PDFs and JPEGs again
November 24, 2009 at 10:54 PM by Dr. Drang
So I tried that pdf2jpg
script today at work and it failed. Oh, it made a JPEG for every page of the PDF I gave it, but the JPEGs were at only a 72 dpi resolution. That’s 792×612, not nearly enough for a decent print. What went wrong?
Well, in one sense, nothing went wrong. The script still works on my iBook G4 running Leopard, which is where I used it last week. Today’s failure occurred on my office computer, which is an Intel iMac running Snow Leopard. I really doubt the processor has anything to do with the difference in behavior; my guess is that something has changed in either Cocoa or PyObjC.
Here’s the pdf2jpg
script again:
1 #!/usr/bin/python
2
3 # author: Martin Michel
4 # eMail: martin.michel@macscripter.net
5 # created: 01.04.2008
6 # modified by Dr. Drang (drdrang@gmail.com) 2009-11-20
7
8 # Thanks to Dinu C. Gherman for providing the
9 # code example on http://python.net/~gherman/pdf2tiff.html
10
11 import sys
12 import os
13 from os.path import splitext
14 from objc import YES, NO
15 from Foundation import NSData
16 from AppKit import *
17
18 NSApp = NSApplication.sharedApplication()
19
20 def pdf2jpg(pdfpath, resolution=300):
21 """I am converting all pages of a PDF file to JPG images."""
22
23 pdfdata = NSData.dataWithContentsOfFile_(pdfpath)
24 pdfrep = NSPDFImageRep.imageRepWithData_(pdfdata)
25 pagecount = pdfrep.pageCount()
26 for i in range(0, pagecount):
27 pdfrep.setCurrentPage_(i)
28 pdfimage = NSImage.alloc().init()
29 pdfimage.addRepresentation_(pdfrep)
30 origsize = pdfimage.size()
31 width, height = origsize
32 pdfimage.setScalesWhenResized_(YES)
33 rf = resolution / 72.0
34 pdfimage.setSize_((width*rf, height*rf))
35 tiffimg = pdfimage.TIFFRepresentation()
36 bmpimg = NSBitmapImageRep.imageRepWithData_(tiffimg)
37 data = bmpimg.representationUsingType_properties_(NSJPEGFileType, {NSImageCompressionFactor: 1.0})
38 jpgpath = "%s-%02d.jpg" % (splitext(pdfpath)[0], i+1)
39 if not os.path.exists(jpgpath):
40 data.writeToFile_atomically_(jpgpath, False)
41
42 if __name__ == '__main__':
43 for pdfpath in sys.argv[1:]:
44 pdf2jpg(pdfpath)
The resolution of the JPEG is set in Lines 33-37, where the image of the PDF page is supposed to be upsized (Lines 33-34), made into a TIFF image (Line 35), and then converted into a JPEG, (Lines 36-37). After a bit of experimentation involving writing out TIFF files before the JPEG conversion, it appears to me that the problem is in Line 35: the TIFF image isn’t being created at the 300 dpi resolution. So there’s either something different in Snow Leopard’s version TIFFRepresentation
, or the PyObjC that comes with Snow Leopard is calling it wrong.
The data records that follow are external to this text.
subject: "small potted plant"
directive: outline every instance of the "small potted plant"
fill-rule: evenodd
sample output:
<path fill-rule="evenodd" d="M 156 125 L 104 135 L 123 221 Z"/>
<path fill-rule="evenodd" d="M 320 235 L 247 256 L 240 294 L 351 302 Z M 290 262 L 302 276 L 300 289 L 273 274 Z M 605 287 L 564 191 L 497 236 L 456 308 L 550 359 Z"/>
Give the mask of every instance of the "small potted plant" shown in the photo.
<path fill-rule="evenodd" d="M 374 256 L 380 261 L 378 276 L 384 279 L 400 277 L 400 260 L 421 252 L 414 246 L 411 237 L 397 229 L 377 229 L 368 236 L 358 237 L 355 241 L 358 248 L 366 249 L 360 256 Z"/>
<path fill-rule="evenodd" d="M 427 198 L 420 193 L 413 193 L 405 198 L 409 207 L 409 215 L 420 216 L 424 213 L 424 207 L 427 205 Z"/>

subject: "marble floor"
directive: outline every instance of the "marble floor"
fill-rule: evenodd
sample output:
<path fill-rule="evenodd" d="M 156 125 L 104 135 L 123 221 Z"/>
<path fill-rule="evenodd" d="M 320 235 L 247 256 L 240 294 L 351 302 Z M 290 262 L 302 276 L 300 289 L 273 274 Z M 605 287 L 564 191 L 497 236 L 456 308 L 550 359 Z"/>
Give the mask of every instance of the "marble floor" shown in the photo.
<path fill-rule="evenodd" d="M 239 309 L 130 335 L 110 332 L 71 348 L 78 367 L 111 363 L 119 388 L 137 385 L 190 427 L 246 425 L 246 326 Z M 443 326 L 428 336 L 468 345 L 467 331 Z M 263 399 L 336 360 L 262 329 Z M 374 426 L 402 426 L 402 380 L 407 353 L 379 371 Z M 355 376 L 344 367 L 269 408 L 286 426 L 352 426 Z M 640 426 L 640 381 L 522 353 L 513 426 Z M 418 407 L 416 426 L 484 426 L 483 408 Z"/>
Maybe the setScalesWhenResized_
call in Line 32 isn’t working right.
Or maybe my diagnosis is completely off and the problem lies somewhere else entirely.
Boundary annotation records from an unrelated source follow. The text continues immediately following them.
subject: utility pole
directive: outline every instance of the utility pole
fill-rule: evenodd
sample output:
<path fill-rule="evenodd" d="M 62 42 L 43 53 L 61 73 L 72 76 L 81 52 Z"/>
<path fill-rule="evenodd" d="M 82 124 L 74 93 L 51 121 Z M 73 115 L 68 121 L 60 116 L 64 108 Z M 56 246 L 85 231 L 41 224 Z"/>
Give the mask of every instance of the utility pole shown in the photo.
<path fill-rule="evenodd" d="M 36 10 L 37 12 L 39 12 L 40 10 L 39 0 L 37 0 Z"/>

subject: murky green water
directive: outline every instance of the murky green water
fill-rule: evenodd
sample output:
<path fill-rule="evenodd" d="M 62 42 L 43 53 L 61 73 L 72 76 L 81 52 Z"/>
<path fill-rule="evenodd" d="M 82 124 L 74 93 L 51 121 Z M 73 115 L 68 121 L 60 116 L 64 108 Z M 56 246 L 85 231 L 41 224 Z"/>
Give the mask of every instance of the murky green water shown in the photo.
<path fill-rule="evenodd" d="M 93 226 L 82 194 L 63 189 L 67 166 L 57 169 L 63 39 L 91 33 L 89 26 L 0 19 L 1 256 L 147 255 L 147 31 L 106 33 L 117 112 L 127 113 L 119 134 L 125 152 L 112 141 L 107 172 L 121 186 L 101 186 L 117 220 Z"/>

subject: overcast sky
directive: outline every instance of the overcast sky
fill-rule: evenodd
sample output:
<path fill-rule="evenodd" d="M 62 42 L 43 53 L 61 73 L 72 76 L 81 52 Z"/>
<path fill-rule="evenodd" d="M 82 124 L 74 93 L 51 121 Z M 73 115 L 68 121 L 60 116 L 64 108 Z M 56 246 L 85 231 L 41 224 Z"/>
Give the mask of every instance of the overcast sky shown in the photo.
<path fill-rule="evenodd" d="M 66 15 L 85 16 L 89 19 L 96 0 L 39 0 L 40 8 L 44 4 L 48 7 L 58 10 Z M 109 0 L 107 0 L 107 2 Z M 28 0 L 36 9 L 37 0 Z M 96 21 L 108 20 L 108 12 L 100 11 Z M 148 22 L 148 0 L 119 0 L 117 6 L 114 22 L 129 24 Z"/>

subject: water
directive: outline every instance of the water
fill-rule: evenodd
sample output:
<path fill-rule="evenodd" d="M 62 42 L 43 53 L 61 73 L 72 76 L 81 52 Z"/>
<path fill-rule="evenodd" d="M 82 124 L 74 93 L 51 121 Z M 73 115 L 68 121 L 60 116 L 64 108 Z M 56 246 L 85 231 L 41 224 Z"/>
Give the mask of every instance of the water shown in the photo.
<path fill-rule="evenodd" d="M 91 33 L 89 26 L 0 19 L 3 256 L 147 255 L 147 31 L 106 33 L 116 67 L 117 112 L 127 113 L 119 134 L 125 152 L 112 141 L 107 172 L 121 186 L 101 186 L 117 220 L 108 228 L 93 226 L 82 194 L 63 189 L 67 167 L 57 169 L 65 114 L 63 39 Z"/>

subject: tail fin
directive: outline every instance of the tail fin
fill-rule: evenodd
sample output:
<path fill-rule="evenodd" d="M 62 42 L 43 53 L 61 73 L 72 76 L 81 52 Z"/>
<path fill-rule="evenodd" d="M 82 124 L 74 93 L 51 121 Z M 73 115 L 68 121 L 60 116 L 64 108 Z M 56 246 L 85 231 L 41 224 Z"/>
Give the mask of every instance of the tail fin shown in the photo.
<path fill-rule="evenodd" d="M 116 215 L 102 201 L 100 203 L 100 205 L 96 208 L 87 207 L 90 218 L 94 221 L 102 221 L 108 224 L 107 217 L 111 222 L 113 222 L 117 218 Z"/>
So how can I convert multipage PDFs to a series of JPEGs when I’m at work? It turns out that Automator, which last week I couldn’t get to do the conversion on the iBook (but see below), can do the conversion just fine on the iMac. Here’s what the workflow looks like:
This isn’t the greatest solution in the world, because every new file is called “Sheet-xx.jpeg” instead of taking its name from the original PDF, but I suppose that can be fixed by adding an AppleScript or shell script to the workflow. Or, conversely, maybe the workflow can be called from a script that handles the names. Even if the names stay as they are, at least I’ve got the JPEGs I need.
And about the Automator workflow not performing on my iBook? Well…er…I tried it again tonight, and it worked just fine. Don’t know what I was doing wrong last week.
So now I’m left with at decision: should I try to get pdf2jpg
to work on the iMac, or should I try to improve the file naming in the Automator workflow. The former appeals to me because I might actually learn something about Cocoa or PyObjC, but the latter seems more likely to yield quick results.